Look at NSW. They’re stuck with a hopeless government for at least another year. Do we want to turn out like them? How bad does it have to get before we boot bad governments out? Granted, as a conservative and nominally Liberal voter, I’ll admit, I haven’t been all that excited about the State Party in the last year. Ted Baillieu, who seems like a competent guy, doesn’t seem to really care about winning. He should have this in the bag, but is trailing significantly in the polls! It appears to be the same thing throughout the party, although maybe there are up and coming people who may revitalise it. I think Tony Abbott has a better chance of being PM, as at least he has shown some fight, which has scared Rudd, than Baillieu as Premier. Having said that, I don’t think this current government will get any better, if the Kosky situation is anything to go by. Isn’t it time for change now?

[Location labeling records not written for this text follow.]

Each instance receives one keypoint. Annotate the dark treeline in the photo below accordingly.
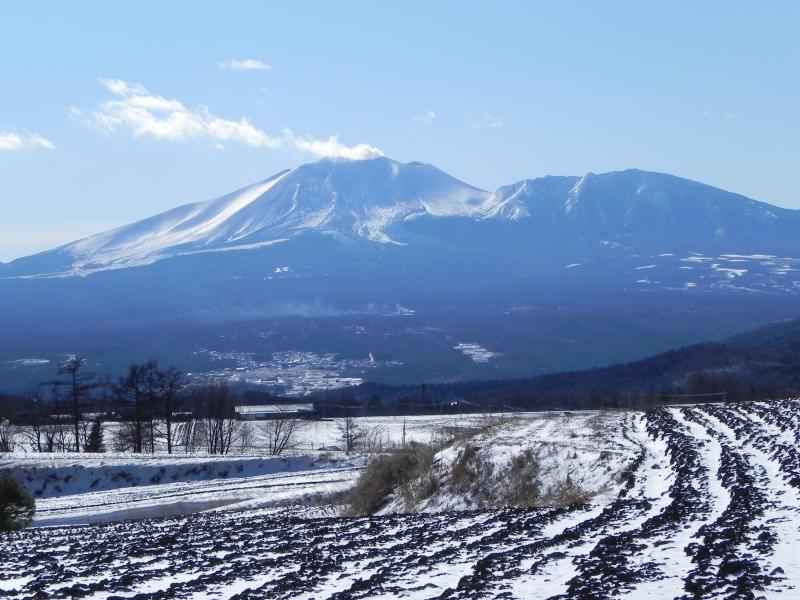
(700, 373)
(154, 409)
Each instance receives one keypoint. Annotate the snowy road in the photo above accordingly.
(708, 509)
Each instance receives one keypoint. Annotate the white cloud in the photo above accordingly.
(147, 115)
(425, 117)
(493, 122)
(718, 116)
(332, 147)
(243, 64)
(11, 140)
(485, 120)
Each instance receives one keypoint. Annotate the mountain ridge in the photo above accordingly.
(379, 200)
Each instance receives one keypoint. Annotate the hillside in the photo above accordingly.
(761, 362)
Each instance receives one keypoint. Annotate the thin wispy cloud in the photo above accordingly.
(424, 117)
(485, 120)
(24, 140)
(717, 116)
(493, 122)
(147, 115)
(243, 64)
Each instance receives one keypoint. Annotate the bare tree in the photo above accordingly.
(7, 432)
(131, 391)
(218, 425)
(281, 434)
(350, 433)
(78, 385)
(170, 384)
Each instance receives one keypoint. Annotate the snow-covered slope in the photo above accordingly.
(342, 198)
(707, 507)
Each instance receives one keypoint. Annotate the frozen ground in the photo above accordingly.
(707, 507)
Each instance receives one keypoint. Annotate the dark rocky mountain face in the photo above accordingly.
(546, 274)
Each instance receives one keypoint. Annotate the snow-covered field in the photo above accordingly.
(696, 502)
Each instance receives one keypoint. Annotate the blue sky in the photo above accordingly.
(110, 113)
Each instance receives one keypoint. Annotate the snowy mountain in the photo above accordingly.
(341, 198)
(386, 202)
(548, 274)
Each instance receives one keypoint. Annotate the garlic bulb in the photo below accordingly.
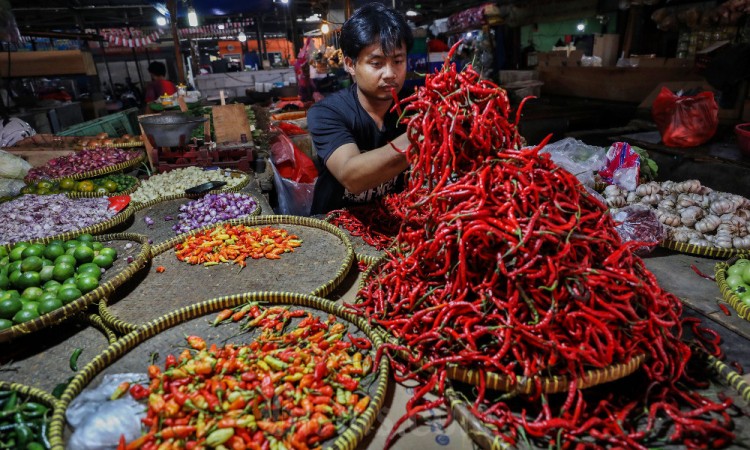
(707, 224)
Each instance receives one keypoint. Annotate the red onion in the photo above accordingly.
(83, 161)
(37, 216)
(213, 208)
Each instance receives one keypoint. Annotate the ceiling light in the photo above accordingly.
(192, 17)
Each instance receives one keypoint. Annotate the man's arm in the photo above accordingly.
(358, 172)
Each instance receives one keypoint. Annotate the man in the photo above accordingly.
(353, 130)
(158, 85)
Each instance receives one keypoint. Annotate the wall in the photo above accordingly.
(547, 34)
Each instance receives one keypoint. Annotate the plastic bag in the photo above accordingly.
(98, 421)
(639, 223)
(623, 166)
(685, 120)
(294, 177)
(10, 187)
(578, 158)
(12, 166)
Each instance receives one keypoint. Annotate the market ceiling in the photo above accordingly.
(41, 16)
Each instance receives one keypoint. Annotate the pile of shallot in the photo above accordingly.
(79, 162)
(38, 216)
(214, 208)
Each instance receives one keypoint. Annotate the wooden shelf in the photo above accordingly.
(47, 63)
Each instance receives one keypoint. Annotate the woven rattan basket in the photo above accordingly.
(521, 385)
(720, 270)
(160, 333)
(110, 282)
(140, 305)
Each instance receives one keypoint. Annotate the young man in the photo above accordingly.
(158, 85)
(353, 130)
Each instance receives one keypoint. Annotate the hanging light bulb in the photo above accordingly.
(192, 17)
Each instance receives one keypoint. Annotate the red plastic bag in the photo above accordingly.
(291, 163)
(685, 121)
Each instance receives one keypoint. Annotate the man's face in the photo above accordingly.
(376, 74)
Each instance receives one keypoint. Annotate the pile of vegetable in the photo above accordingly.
(36, 279)
(235, 243)
(108, 184)
(80, 162)
(504, 263)
(692, 213)
(37, 216)
(214, 208)
(176, 181)
(23, 423)
(286, 389)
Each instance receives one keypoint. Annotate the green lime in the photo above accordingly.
(52, 251)
(103, 261)
(67, 259)
(68, 294)
(46, 273)
(48, 305)
(9, 307)
(13, 277)
(33, 250)
(25, 315)
(63, 271)
(90, 269)
(16, 254)
(29, 279)
(109, 251)
(32, 293)
(83, 254)
(32, 264)
(87, 283)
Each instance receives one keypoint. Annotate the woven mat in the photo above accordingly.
(150, 294)
(161, 230)
(41, 360)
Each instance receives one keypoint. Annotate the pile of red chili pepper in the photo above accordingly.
(235, 243)
(284, 390)
(505, 264)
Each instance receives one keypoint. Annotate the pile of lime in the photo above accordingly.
(738, 279)
(108, 184)
(36, 279)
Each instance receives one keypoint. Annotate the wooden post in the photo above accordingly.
(172, 7)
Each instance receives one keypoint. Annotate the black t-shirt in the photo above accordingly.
(340, 119)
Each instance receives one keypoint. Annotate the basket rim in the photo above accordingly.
(125, 327)
(521, 385)
(105, 289)
(346, 440)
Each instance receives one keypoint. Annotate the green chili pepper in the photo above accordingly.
(74, 359)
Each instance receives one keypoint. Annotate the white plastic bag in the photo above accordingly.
(98, 421)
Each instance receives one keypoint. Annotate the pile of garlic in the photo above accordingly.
(692, 213)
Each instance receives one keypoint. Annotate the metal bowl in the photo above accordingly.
(169, 130)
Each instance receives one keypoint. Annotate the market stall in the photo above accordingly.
(495, 290)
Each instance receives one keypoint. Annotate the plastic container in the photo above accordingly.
(743, 137)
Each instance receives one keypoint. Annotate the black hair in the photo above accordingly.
(372, 23)
(157, 68)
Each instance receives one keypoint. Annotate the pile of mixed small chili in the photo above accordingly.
(235, 243)
(505, 264)
(285, 390)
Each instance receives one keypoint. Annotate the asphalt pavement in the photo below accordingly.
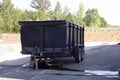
(102, 62)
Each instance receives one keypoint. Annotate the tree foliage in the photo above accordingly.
(58, 11)
(10, 16)
(92, 18)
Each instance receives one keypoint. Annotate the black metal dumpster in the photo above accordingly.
(46, 40)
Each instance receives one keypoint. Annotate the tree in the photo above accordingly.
(66, 11)
(92, 18)
(43, 5)
(58, 11)
(103, 22)
(80, 13)
(7, 9)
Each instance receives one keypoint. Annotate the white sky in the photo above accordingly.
(109, 9)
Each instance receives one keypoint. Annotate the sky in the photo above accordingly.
(109, 9)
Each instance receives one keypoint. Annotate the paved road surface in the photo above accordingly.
(103, 58)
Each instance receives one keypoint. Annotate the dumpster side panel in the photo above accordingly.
(31, 37)
(55, 36)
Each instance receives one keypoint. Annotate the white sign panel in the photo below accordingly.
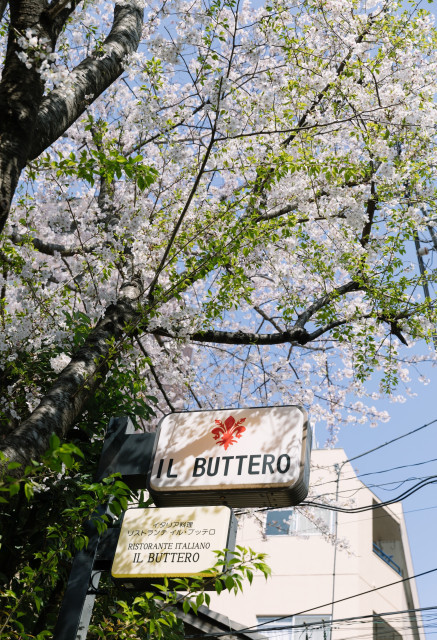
(172, 542)
(240, 457)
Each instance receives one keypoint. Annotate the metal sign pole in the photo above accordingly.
(129, 454)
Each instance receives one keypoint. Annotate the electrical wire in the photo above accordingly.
(385, 444)
(376, 505)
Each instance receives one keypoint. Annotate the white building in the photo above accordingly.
(316, 583)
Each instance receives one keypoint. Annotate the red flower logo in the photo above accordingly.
(227, 433)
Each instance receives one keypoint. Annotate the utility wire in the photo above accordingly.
(409, 433)
(377, 505)
(256, 628)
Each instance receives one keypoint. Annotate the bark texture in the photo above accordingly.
(30, 122)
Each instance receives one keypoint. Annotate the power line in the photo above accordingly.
(377, 505)
(409, 433)
(256, 628)
(320, 623)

Look, what I am asking isn’t just a blind vote, at least to consider all the options! I would consider an independent who shares my values. But we, the people, have the power to change our government peacefully, and if we’re constantly complaining about things such as water and PT, we can vote them out at the next election! Hold them accountable! My biggest fear is that we’re being sold short as a people, and that we won’t have the necessary infrastructure in the future!

Thank you once again Daniel, for giving me another chance to rant, even if you don’t agree with me. I respect that you approach things from one viewpoint and get the chance to vent, and I just want people to hear mine as well, and hope we can come up with practical solutions for our state!

On a totally different note Daniel, have you checked out the new Star Trek MMORPG (Massive Multiplayer Online Role Playing Game):
It’s quite good- a Trekker’s dream come true!

I feel sorry for Lynne Kosky she is a very nice lady. I met her in the grand opening of the completion of the Craigieburn Electrification. I think she tried to a good job but I give her an Average. It was Connex and Myki’s fault for all the pressure on Lynne Kosky. I miss her already and I was suprised when I found out on the Internet that she would quit. Poor Thing.

I don’t know the whole story of myki, definately, it’s a bad project management !! We need some change, anyway. cheers!!!

Certainly not sorry to see her go – not it’s not just her fault: Connex, Myki and lack of state investment in infrastructure are the bigger problem. But hell, she was quite willing to spit out the spin that tried to cover the ineptitude of Victorian PT management.

@ Andrew V: I’m happy for the cap on sprawl to stay where it is – Melbourne’s boundary gets any wider and it will only add to PT and other infrastructure woes. There are other answers to housing prices soaring than letting concrete take over more of the state.

The urban sprawl issue needs to be tied in with a policy of population of Melbourne. It seems to be that governments are eager to collect the additional tax revenue without much proactive regard to infrastructure (such as the afforementioned urban sprawl along the old Whittlesea line and the rail line making catch-up, and a purely radial system less able to meet our needs as work moves out of the city – and yes I speak form experience at Dandenong).

In the period immediately after WWI most of our suburban electric train system was established when our population was only around 800,000 – that was proactive when you consider Dandenong, Frankston, Broadmeadows, Lilydale and Upper Ferntree Gully were very much rural at that time

While there is certainly a place for higher density development in the city and certain other places, the reality for may of the ‘models’ that people romanticise about is that you rent all your life due to unaffordable housing prices. I would think many would have come here in the first place to escape that.

I saw someone trying to validate a Metcard on the Myki card reader by waving it over it, surely that’s not how it works?